HIV Viral Components
The area of molecular diagnostics in transplantation is an emerging field.  Its impact on viral detection can be felt in a recent case where a patient contracted HIV after receiving a kidney transplant from a live donor.  In this case the donor was HIV tested using the Enzyme Immune Assay ~3 months (79 days) prior to transplant.  This assay was unable to detect a HIV exposure which occurred closer to the day of transplant.  After the incidence the CDC NAT (nucleic acid testing) tested the donor leukocytes collected 57 days pre-transplant and found they were negative for the presence of HIV genes (gp41, pol, p17), however these genes were amplified from donor leukocytes at day 11 pre-transplant.   In light of the first case in over two decades, the CDC has created new recommendations for HIV testing organ donors no more than seven days before transplantation.  These new guidelines should eliminate or dramatically reduce the risk for transplant-transmitted HIV infection

This situation emphasizes the strength of NAT testing as a diagnostic tool to shorten the gap between HIV infection and detection to 8-10 days compare to serological techniques (EIA/ELISA/Western Blot) which measure the development of HIV-specific antibodies after 3-8 weeks.  The ability of NAT testing to detect the presence of HIV genes in a relatively short period of time will increase support within the transplant community to immediately rescreen living donors with identified behavioral risk factors  prior to organ transplant.

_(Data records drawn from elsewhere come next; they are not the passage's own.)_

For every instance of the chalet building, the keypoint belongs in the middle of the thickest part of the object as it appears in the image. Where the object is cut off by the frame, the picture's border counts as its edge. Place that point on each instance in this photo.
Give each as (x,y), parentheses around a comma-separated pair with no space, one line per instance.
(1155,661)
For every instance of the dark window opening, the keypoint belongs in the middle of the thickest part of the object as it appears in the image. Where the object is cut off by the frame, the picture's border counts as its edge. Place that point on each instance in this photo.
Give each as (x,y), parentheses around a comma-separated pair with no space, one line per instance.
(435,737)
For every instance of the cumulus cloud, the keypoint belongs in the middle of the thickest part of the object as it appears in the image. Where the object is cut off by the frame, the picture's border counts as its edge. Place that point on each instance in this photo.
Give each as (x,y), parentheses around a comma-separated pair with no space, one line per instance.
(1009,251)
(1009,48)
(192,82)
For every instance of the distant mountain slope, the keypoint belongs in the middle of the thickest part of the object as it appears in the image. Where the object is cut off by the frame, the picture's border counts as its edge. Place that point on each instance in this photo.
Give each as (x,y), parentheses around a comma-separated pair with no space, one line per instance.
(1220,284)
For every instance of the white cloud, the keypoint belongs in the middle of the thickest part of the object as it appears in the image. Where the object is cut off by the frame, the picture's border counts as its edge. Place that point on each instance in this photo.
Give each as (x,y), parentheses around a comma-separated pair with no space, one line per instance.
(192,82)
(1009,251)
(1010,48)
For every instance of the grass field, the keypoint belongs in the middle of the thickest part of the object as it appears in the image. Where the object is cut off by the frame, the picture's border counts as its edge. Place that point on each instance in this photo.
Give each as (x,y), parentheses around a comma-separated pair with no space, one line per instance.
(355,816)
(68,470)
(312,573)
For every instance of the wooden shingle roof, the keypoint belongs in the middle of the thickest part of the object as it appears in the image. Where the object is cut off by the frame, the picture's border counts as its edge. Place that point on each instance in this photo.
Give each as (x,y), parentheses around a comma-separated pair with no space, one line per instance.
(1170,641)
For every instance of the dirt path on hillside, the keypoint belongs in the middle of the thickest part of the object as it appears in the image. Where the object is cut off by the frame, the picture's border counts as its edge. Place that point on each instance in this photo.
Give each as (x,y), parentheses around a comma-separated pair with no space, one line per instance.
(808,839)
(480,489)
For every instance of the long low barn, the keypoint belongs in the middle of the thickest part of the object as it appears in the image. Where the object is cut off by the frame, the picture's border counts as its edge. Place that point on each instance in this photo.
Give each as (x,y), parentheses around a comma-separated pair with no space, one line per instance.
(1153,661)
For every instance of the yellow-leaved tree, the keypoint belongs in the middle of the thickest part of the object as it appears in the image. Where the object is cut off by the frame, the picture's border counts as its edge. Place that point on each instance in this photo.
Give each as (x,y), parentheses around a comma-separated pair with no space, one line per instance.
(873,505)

Currently, the US Public Health Service guidelines only recommend serologic screening of HIV infection in potential living donors.  Revising these guidelines to include NAT testing and a standardized testing timeline before live donor transplant is essential. A 2009 study in AJT found that incorporation of NAT testing was able to significantly increase the utilization of certain (high risk donor) HRD organs by OPOs. (organ procurement organizations)  They also surveyed OPO clinical directors found 52% of centers always performed HIV NAT testing whereas 24% do not test donors for HIV.  It is possible these low numbers refect the cost-benefit analysis being performed for NAT testing where several disadvantages including loss of donor organs due to a false-positive NAT result need to be addressed.